P.S. Ngoc's thoughts, continued. At length. At random. At ish.

"I want to hear someone's voice through the phone. Something he said made me feel safe and warm and fuzzy. Something I said made him laugh wondrously. Gah. Gosh. I want this again. And where is he? When will I meet someone that being with, makes me feel all the ways again?"

"Eff it. Fuck it. Ngoc, go rest. And wander. Then maybe, maybe you'll be okay. Put your ish aside for another day because clearly today isn't it. But then, when will be it? When will you be okay again? Things can't be pushed aside forever."

"I want to return to Jordan and sit in Ivanna's creaky chair again. I want to be freshly clean after borrowing her shower and Australian soap line. Singing along to an American pop playlist and seriously not getting any work done. How incredibly considerate, loving, and ~seeing~ she is. She deeply wants to take care of you even at her inconvenience :("

"I want to bike to Jillian's where we'll swap stories. Stories and opinions and tips and tricks I never ever considered. We'd laugh about something silly and I'd never want to leave. If I do, I'd leave feeling so whole. So loved. Heck."

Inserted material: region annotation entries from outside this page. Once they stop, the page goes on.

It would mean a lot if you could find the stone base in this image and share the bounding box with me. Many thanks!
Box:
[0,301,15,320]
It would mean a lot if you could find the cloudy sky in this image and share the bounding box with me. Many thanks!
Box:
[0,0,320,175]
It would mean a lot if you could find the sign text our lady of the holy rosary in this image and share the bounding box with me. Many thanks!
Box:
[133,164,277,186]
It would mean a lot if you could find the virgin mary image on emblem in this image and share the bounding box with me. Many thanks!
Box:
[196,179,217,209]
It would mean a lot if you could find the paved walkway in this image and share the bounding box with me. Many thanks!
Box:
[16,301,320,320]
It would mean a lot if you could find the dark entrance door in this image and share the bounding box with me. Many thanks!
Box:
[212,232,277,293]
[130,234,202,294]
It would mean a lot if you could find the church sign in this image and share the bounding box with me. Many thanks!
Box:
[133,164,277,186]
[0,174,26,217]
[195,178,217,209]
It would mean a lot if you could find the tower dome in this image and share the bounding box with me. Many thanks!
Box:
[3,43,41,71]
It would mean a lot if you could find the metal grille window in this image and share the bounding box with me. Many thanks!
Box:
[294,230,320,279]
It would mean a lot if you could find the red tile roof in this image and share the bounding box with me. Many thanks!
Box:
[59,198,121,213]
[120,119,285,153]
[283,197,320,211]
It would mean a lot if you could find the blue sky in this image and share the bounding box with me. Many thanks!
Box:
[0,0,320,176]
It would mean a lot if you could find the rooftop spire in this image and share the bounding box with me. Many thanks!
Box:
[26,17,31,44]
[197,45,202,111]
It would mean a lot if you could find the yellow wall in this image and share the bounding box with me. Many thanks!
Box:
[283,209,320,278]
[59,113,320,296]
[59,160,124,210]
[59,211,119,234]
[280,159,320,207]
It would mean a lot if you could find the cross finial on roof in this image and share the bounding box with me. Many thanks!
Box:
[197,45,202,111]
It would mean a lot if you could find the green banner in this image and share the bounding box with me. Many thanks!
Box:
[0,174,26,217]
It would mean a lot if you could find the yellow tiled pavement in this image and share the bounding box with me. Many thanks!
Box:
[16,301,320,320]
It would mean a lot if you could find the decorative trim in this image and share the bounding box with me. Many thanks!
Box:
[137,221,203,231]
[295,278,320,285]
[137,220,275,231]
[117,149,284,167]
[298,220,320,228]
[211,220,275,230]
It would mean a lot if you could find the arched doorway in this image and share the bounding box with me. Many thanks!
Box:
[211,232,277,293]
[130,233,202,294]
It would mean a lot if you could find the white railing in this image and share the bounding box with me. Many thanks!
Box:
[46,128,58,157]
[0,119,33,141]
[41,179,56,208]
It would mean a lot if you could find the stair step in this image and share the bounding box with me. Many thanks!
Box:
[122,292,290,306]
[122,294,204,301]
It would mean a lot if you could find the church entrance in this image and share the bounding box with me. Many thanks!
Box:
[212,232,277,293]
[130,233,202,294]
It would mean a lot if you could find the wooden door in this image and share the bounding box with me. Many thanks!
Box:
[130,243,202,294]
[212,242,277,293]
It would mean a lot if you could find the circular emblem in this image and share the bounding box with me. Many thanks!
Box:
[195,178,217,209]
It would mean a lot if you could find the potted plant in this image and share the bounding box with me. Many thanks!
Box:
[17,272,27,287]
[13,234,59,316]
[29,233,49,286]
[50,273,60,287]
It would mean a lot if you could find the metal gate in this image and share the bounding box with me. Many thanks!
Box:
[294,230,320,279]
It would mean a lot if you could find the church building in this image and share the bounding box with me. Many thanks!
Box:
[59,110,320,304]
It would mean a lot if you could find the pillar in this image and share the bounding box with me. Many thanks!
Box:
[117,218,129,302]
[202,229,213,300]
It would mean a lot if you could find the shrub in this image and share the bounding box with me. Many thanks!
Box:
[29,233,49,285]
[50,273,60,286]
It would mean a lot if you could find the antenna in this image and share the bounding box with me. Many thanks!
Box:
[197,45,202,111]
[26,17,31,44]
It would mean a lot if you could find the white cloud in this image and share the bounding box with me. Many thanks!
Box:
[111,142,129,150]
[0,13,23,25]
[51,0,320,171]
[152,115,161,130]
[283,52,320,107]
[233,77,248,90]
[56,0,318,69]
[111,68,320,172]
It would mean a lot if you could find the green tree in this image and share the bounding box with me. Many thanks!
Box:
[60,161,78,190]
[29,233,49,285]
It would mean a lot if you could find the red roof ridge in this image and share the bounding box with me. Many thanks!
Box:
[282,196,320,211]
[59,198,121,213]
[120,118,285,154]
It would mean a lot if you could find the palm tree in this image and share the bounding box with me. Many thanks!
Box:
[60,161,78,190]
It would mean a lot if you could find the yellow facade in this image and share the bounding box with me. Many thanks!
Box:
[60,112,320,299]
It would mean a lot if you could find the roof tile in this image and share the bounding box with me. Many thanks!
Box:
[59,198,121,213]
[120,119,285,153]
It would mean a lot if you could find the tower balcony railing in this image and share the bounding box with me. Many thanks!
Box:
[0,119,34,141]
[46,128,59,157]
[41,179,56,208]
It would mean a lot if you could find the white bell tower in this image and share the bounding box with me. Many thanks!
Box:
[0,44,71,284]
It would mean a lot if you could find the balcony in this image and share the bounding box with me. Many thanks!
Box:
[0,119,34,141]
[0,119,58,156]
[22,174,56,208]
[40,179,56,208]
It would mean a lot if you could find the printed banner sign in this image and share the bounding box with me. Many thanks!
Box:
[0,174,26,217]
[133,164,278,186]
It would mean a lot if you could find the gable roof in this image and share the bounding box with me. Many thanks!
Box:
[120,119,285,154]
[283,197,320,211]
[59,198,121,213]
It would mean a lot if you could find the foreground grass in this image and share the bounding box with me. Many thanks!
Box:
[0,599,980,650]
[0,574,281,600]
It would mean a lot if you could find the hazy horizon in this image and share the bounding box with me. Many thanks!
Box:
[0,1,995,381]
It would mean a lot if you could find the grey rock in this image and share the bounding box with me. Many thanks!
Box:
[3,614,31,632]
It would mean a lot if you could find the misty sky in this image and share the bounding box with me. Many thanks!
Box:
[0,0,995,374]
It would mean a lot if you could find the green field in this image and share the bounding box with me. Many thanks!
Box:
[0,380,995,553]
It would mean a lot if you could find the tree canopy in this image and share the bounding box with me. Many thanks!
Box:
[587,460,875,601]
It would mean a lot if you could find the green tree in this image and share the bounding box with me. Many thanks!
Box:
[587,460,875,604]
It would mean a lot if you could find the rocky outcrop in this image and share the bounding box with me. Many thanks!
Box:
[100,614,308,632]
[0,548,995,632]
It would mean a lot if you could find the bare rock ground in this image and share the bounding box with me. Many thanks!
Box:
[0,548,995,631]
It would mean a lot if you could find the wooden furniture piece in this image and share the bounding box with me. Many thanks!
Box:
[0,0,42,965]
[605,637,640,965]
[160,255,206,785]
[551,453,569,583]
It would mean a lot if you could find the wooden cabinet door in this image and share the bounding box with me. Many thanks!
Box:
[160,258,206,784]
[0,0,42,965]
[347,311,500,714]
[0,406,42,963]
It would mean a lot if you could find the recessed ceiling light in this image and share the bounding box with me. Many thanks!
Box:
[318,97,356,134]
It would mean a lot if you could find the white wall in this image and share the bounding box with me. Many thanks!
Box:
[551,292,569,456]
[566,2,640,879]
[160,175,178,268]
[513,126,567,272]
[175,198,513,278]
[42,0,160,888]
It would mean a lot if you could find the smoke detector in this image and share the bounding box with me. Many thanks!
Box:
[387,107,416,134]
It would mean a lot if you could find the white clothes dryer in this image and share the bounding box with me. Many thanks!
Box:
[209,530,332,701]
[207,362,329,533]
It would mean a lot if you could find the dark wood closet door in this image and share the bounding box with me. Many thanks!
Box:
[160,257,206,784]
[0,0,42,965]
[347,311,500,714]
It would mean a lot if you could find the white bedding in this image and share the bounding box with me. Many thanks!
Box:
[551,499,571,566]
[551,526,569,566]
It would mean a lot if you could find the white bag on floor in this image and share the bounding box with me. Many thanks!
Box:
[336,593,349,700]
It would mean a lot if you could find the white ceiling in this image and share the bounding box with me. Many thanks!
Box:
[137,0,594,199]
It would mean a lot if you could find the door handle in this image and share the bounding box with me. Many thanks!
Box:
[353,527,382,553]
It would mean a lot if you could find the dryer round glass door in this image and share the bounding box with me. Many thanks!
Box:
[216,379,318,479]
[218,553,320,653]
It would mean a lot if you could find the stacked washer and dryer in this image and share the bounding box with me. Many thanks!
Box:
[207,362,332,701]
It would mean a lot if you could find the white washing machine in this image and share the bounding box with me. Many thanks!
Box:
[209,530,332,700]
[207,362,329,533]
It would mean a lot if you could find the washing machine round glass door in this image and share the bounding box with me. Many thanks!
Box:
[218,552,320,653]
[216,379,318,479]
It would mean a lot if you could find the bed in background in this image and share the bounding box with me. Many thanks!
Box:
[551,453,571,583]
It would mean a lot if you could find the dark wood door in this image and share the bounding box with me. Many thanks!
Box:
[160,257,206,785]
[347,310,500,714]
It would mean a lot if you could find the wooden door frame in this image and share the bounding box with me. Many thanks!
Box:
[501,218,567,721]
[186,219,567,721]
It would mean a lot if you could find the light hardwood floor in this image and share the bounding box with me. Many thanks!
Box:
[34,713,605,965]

"Manal. The way she makes me laugh. One look at her. Or from her. And I'd feel seen. We're way too in sync, what the heck. God. I want her. But dammit Manal, you're studying abroad for an entire year agggg"

"Where's Lucy when you need her? That reassuring, wise-wise girl. I want to squeeze you so bad. * ultra squeeze many squeezes all the squeezes I love you Lucy dammit *"

"Thank god I'll always have Faith. I'm so glad so glad she's returned but I so badly want to see her again. The way she thinks about the world. The way she sees relationships. Deep and wise. I'm a cheese and she's okay with it. Pft."

"Elise... penpalling her. Calling her. Running into her in our blue house. Thank you for the melt-in-your-mouth chocolates. The way we vibe, talk about books, boys, and all things deep-- she makes me want to run alongside her, wherever she's going."

"Deep down I miss Charlie too. Our friendship when we had it. Your support and enthusiasm and insights. I miss you man."

"Natalie. You always, always had the words for any situation. An avid supporter, hecking social influencer. Your love of pizza unrivaled. I love pizza more because you did. I'd do a lot to sit in the same room with you again and feel that safe, warm feeling with you, you sweet sweet soul."

"I want to study with Allison. best study partner ever. The CC and you and me and a late night coffee milkshake that you support me on. Even if it's questionable if I'll be able to sleep that night. You'd do anything, join anything for your friends. And I miss you desperately."

"Nina can turn any cloudy day into a sunny one. Count on her to say something wild, something true, and crack you up. A smile-maker through and through. That energy, my lord."

"I want to listen to Elle talk about that deep thing again. Comfort. Elle is a wave of comfort pushing against my tired shores. sighhh"

"Miriam. You, me, and a Borat film to finish even as we're choking on our water, coughing up blood as we watch whatever silliness we found on the internet again. I feel real with you. I miss the way being with you makes me feel so whole. One whole Ngoc. Who's always laughing, grinning with you. *oooh you can really danceee*"

"I want to be encased in a group hug that would take forever to get out of."

"I miss being so supremely distracted at Smith, that I almost never felt any loneliness. The moment a sliver was felt, a new plan is made. Miss Saigon's crab rangoons to race to. A UMass event to attend. Too busy to think of loneliness. So loved it never crossed my mind."